84564Psychotherapy East & West, published in 1961, has been re-published by New World Library, looking refreshed and rather smart in an orange-is-the-new-seduction cover. Considering the social frame of The Sixties, one would expect Watts to have aged poorly into the 21st century with its dramatically different technology and psychological views. In fact, my aged and faded copy bought in the late ’60’s seems a strange throwback, though quite iconic.

However, like the eternal Dharma, Watts has not only aged well but also now serves as the “message in the bottle” from past wisdom, prescient and uncompromising. Of course, it’s hard to know if the impact of reading Watts today is an inevitable destination of being human or whether our journey was shaped by the thoughts and critiques of people like Watts and the Beat Generation he later influenced. In Psychotherapy East & West, Watts is clear that using this lens of duality only leads us astray and further into a socially-constructed blindness. The explicit theme throughout the book is the “inseparably interconnected patterns” of our bio-psycho-social-ecological systems. In effect, we do not and cannot be in any sense of the word outside this frame. The intention of the “East” is to make visible these interconnected patterns in the process of becoming liberated. The catch however, in Watts’s view, is that Eastern liberation as a shift in connectedness is different from Western “liberation” through psychotherapy – by which he mainly means Freudian and Jungian psychoanalysis (and, ironically sets up a dualism).

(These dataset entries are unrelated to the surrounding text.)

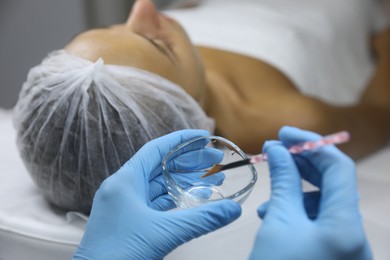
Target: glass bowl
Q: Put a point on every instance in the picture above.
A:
(184, 167)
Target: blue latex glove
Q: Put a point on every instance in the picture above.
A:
(124, 222)
(329, 226)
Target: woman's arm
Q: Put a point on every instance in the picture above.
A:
(250, 101)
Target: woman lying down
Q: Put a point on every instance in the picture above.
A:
(256, 66)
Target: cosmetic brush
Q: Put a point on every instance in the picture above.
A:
(336, 138)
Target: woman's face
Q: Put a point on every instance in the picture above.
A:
(149, 41)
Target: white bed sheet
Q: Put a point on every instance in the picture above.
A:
(31, 229)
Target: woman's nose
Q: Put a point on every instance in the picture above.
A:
(144, 18)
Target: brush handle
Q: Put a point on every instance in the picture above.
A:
(336, 138)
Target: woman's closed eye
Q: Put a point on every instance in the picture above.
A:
(163, 48)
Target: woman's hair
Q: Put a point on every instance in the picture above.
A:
(78, 122)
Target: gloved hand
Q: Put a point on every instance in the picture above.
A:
(321, 225)
(124, 222)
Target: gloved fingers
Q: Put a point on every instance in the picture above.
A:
(307, 170)
(262, 209)
(311, 202)
(337, 170)
(203, 219)
(286, 190)
(157, 188)
(147, 161)
(163, 203)
(290, 136)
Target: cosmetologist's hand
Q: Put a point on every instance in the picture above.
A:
(316, 225)
(125, 222)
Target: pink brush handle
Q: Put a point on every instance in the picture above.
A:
(337, 138)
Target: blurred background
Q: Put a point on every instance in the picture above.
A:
(29, 29)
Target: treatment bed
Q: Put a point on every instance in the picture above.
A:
(32, 229)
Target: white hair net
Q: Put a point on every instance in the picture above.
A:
(77, 122)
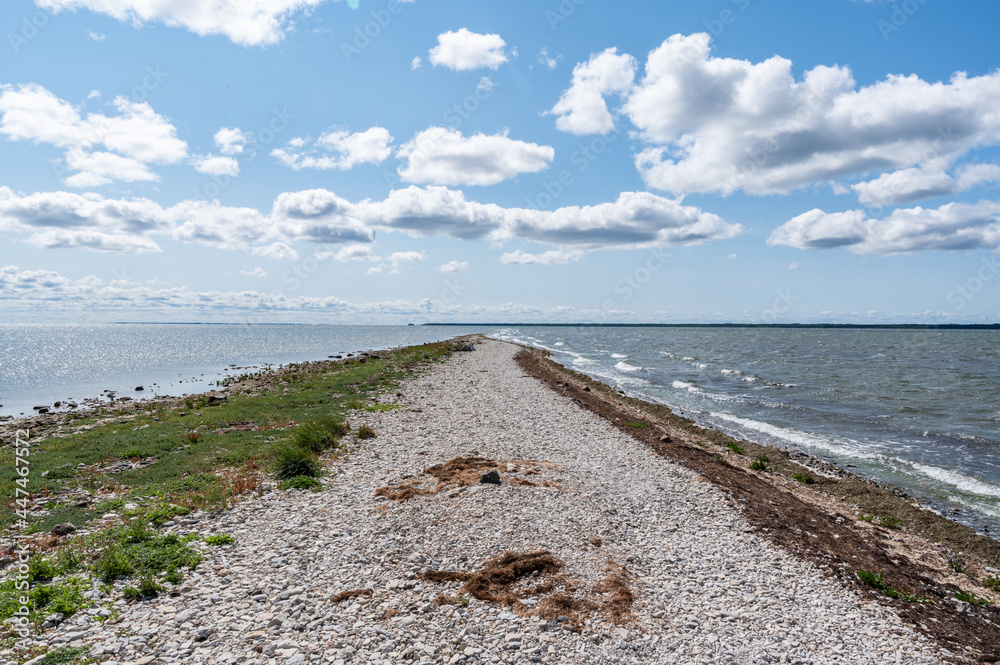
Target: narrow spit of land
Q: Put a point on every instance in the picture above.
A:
(612, 537)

Watts’s reliance on Freudian and Jungian psychology is consistent with his time. The cognitive therapies of Aaron Beck and Albert Ellis, which grew from their disillusionment with the psychodynamic therapies, were still in the early days of their methodologies and psychoanalysis was to hold sway for at least another decade. Still, the concept is familiar to us now: we are blinded to our inherent inseparability, not from, as part of the vast intricate pattern of nature by a social structure that is best served through our ignorance. We become “disturbed” when we fall into the social control of organizational “brainwashing”.

The role of both Eastern and Western liberation practices is to experience being “disturbed” and to see it as a point where contradictions in the social frame break through. Although sharing some commonalities of liberation theory, psychotherapy (read psychoanalysis), according to Watts, is incomplete liberation, filled with potential to be social criticism but limited by the blindness of its equally-seduced practitioners. The disturbed individual then is only brought back into line with the oppression in the culture. This seems to parallel the conversations and debates around spiritual and secular mindfulness.WWAWD – what would Alan Watts do? Equally, though I hesitate to read back into his writings through the privilege of hindsight, Watts’s argument that ignoring the context of our lives is the very seed of ignorance, and the arising of being separate, forecasts the work of Thich Nhat Hanh and the socially engaged Buddhism of the next decades.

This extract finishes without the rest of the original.